We have developed a novel metal-catalyzed method for the synthesis of furans via cycloisomerization of diversely substituted allenyl ketones which involves a [1,2]-migration of alkyl- or aryl groups as the key step in this unique transformation. Thus, 4,4-disubstituted allenyl ketones underwent smooth cycloisomerization in the presence of catalytic amounts of oxophilic Lewis acids, such as Si-, Sn(II)-, and In(III)-, as well as carbophilic Ag(I)- and Au(I) triflates to produce up to tetrasubstituted and even fused furans in 62-94% yields. It was also demonstrated that a variety of functional groups were perfectly tolerated under these reaction conditions. [Angew. Chem Int. Ed. 2007, 46, 5195].

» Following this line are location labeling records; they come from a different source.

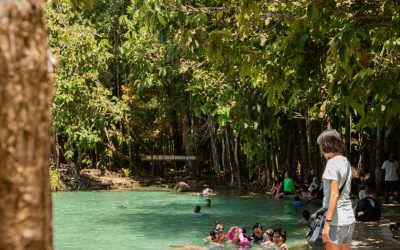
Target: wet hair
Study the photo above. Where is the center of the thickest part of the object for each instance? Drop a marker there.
(214, 233)
(257, 225)
(282, 232)
(197, 209)
(269, 232)
(306, 214)
(330, 141)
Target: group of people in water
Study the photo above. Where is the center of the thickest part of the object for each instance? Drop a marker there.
(334, 190)
(268, 239)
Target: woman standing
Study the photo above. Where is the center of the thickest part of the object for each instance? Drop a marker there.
(339, 223)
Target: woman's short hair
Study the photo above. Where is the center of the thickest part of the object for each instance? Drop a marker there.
(330, 141)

      Motivated by the successful 1,2-thio migration during the cycloisomerization reaction of alkynyl ketones and imines, we next incorporated 1,2-selenium migration into this cascade transformation. Thus, a novel Cu(I)-catalyzed method for the synthesis of diversely substituted seleno-furans and -pyrroles via 1,2-selenium migrative cycloisomerization of alkynyl ketones, aldehydes, and imines has been developed.  [J. Am. Chem. Soc. 2008, 130, 1440],  [Angew. Chem Int. Ed. 2007, 46, 5195].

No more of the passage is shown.